I was going to leave, I convinced myself of it, that I would just go home after that. But I didn't. My underarm sweat had saturated my shirt and the synthetic fabric was turning it into something posthuman. It was clear that I didn't have a socially acceptable expression on my face for a coffee shop -- nervous and desperate, like a homeless person -- but maybe no one would notice. I went inside anyway.

She was at a table with two other girls -- one fat girl, the other frighteningly thin. All wearing black, they sat, one on each side of her like opposing alter egos, props for her enigmatic persona. I ordered coffee, got a weekly paper, and sat down at the one table where I could watch them without being seen.

In the span of one hour, I drank three cups of coffee. People were working on the computers that lined the walls of the café, clicking away in a frenzy of cold focus. A large monitor in the corner was displaying information from the Web, a snake was slowly devouring an egg on the screen.

Everyone at Zuma's Electronic Café seemed to know her, which disappointed me for some reason. They came up and gave her hugs. Sometimes she'd linger, still hanging on the shoulder of some boy or girl she seemed to know intimately. Being causal seemed the most strange and impossible thing. Her two friends had bad allergies or colds or something, they sneezed and snorted, their noses red. I couldn't hear their conversation, just the shrieks that punctuated the hushed mumbles.

"I don't think so!"

"Not ever!"

"He's a rapist!"

Maybe I should have walked away.
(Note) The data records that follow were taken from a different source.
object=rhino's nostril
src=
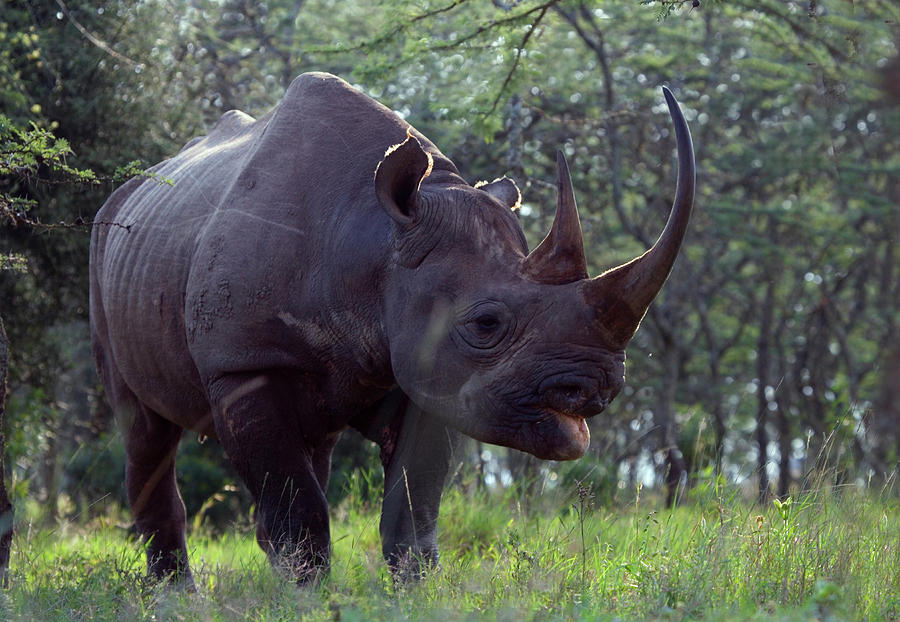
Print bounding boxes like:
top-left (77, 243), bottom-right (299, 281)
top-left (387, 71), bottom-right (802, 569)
top-left (541, 382), bottom-right (591, 413)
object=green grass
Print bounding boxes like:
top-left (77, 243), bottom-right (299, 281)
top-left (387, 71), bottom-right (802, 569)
top-left (0, 482), bottom-right (900, 621)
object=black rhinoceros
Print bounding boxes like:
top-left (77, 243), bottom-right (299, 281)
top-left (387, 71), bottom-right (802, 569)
top-left (90, 73), bottom-right (694, 581)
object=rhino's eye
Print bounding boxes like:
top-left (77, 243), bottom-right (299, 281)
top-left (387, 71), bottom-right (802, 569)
top-left (455, 301), bottom-right (513, 350)
top-left (472, 313), bottom-right (500, 332)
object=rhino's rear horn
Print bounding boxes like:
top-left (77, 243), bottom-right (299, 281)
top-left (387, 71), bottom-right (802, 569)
top-left (522, 151), bottom-right (587, 285)
top-left (585, 87), bottom-right (696, 343)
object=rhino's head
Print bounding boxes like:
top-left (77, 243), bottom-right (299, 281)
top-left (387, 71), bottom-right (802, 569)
top-left (375, 90), bottom-right (694, 460)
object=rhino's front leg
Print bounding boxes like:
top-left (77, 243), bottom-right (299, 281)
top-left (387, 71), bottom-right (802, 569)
top-left (210, 374), bottom-right (331, 582)
top-left (370, 395), bottom-right (457, 579)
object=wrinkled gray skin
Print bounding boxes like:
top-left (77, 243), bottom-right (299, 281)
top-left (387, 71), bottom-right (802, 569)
top-left (91, 73), bottom-right (694, 582)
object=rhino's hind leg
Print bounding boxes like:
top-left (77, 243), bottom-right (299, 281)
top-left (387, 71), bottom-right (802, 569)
top-left (125, 404), bottom-right (193, 586)
top-left (210, 374), bottom-right (331, 582)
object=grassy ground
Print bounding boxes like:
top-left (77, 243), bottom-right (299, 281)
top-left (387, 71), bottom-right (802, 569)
top-left (0, 478), bottom-right (900, 621)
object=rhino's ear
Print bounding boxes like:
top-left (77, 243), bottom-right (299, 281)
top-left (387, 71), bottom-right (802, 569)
top-left (475, 177), bottom-right (522, 210)
top-left (375, 132), bottom-right (432, 225)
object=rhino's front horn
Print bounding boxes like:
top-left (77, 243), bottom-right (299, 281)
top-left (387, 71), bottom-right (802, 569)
top-left (585, 87), bottom-right (695, 343)
top-left (522, 151), bottom-right (587, 285)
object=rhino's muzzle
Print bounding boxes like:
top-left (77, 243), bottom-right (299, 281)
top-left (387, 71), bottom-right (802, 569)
top-left (539, 376), bottom-right (612, 417)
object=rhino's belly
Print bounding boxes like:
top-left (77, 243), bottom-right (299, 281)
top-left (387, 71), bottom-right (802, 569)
top-left (100, 213), bottom-right (211, 433)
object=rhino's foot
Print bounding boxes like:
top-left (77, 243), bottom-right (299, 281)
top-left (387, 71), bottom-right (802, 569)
top-left (386, 549), bottom-right (440, 584)
top-left (256, 525), bottom-right (330, 585)
top-left (147, 543), bottom-right (197, 592)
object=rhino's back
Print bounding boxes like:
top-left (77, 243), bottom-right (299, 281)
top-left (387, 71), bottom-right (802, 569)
top-left (91, 74), bottom-right (442, 427)
top-left (91, 111), bottom-right (264, 427)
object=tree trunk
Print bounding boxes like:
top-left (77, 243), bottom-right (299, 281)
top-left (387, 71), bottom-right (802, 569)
top-left (756, 280), bottom-right (775, 503)
top-left (0, 319), bottom-right (13, 588)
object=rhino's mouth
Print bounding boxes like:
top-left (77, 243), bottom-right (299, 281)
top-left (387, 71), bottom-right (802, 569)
top-left (531, 408), bottom-right (591, 460)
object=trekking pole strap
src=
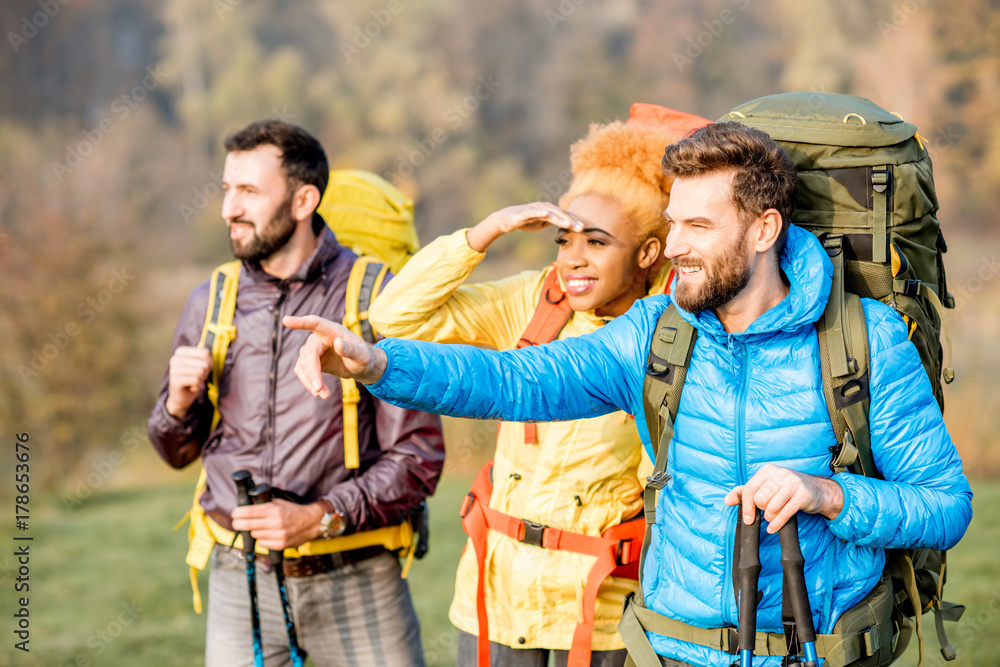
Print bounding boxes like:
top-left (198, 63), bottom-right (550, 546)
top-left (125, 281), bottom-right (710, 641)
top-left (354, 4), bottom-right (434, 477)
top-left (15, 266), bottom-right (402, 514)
top-left (618, 594), bottom-right (867, 667)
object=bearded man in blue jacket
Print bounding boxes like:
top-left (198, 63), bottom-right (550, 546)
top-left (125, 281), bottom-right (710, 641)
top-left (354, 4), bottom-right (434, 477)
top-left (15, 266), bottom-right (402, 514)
top-left (285, 123), bottom-right (972, 667)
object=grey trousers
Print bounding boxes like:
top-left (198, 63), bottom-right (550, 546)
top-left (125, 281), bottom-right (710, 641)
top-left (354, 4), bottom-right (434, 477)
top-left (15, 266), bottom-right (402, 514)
top-left (456, 630), bottom-right (626, 667)
top-left (205, 545), bottom-right (424, 667)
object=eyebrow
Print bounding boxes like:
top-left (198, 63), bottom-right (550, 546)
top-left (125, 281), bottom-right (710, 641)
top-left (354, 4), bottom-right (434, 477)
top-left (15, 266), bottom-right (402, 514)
top-left (663, 211), bottom-right (715, 224)
top-left (558, 227), bottom-right (618, 241)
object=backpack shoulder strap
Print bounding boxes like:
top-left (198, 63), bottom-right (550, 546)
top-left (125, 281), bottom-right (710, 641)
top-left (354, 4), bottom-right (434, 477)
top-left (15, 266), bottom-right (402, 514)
top-left (340, 255), bottom-right (389, 469)
top-left (198, 260), bottom-right (242, 430)
top-left (344, 255), bottom-right (389, 345)
top-left (816, 237), bottom-right (881, 478)
top-left (639, 303), bottom-right (698, 590)
top-left (642, 303), bottom-right (698, 458)
top-left (517, 268), bottom-right (573, 349)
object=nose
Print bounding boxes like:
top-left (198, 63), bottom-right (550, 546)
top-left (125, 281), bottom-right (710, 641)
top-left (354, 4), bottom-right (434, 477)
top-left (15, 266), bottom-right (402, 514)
top-left (559, 241), bottom-right (587, 269)
top-left (222, 189), bottom-right (244, 222)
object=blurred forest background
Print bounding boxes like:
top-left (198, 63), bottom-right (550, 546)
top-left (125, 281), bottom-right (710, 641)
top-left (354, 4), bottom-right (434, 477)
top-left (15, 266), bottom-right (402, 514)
top-left (0, 0), bottom-right (1000, 666)
top-left (0, 0), bottom-right (1000, 486)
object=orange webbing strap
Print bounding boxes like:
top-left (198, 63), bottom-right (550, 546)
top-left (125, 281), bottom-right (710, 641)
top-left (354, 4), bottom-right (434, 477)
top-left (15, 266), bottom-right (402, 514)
top-left (459, 461), bottom-right (646, 667)
top-left (517, 264), bottom-right (573, 445)
top-left (517, 267), bottom-right (573, 349)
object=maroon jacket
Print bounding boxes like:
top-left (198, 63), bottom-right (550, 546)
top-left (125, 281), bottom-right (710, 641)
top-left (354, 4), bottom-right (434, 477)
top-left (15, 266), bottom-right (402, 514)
top-left (148, 231), bottom-right (444, 532)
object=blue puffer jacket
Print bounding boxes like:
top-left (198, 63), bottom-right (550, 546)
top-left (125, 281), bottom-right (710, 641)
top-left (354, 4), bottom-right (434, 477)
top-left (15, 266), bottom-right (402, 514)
top-left (370, 226), bottom-right (972, 667)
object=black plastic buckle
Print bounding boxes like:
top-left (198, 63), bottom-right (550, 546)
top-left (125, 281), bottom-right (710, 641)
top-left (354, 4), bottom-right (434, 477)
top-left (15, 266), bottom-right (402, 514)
top-left (818, 232), bottom-right (844, 257)
top-left (903, 278), bottom-right (920, 298)
top-left (518, 519), bottom-right (548, 547)
top-left (726, 628), bottom-right (740, 655)
top-left (646, 471), bottom-right (670, 491)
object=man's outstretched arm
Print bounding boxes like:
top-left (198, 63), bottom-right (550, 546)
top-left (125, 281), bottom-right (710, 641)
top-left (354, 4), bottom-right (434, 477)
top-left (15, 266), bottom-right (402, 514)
top-left (284, 308), bottom-right (655, 421)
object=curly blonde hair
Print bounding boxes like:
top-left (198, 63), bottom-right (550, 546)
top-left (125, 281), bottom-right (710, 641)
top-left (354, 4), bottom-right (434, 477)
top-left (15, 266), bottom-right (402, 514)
top-left (559, 121), bottom-right (680, 238)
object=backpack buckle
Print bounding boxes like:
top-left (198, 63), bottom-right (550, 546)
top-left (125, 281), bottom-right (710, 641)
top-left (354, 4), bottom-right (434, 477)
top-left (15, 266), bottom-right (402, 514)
top-left (900, 278), bottom-right (920, 299)
top-left (458, 491), bottom-right (476, 519)
top-left (517, 519), bottom-right (548, 547)
top-left (646, 470), bottom-right (670, 491)
top-left (615, 537), bottom-right (632, 567)
top-left (726, 627), bottom-right (740, 655)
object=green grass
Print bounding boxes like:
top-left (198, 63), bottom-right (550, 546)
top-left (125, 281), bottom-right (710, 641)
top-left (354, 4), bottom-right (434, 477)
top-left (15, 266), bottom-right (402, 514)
top-left (0, 476), bottom-right (1000, 667)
I was searching for some codes and signals but wasn't finding any. I walked close to their table to put my weekly in the stack with all the other old newspapers before leaving. She caught my eye.

"I saw you sitting at the bus stop," I said, suddenly becoming brave and stupid.

"Oh." She paused. "yeah." She was distant and very blank, her aura of hipness commanding silence as she practiced the sadistic law of cool.

I tried to manage a smile out of my stiff face, a little wave, then I walked out.


The coffee made me unwell, turned my blood to the lava that comes up in the throat during a liquid burp. I felt like I would never feel clean again. Walking down the sidewalk, I couldn't stop touching the oily film on my face. I'd scratch my skin and stuff would get under my nails. My thoughts turned metallic with obsessive repetition. Halfway home, I started to run fast, my backpack slamming into me with the rhythm of my feet landing on the sidewalk.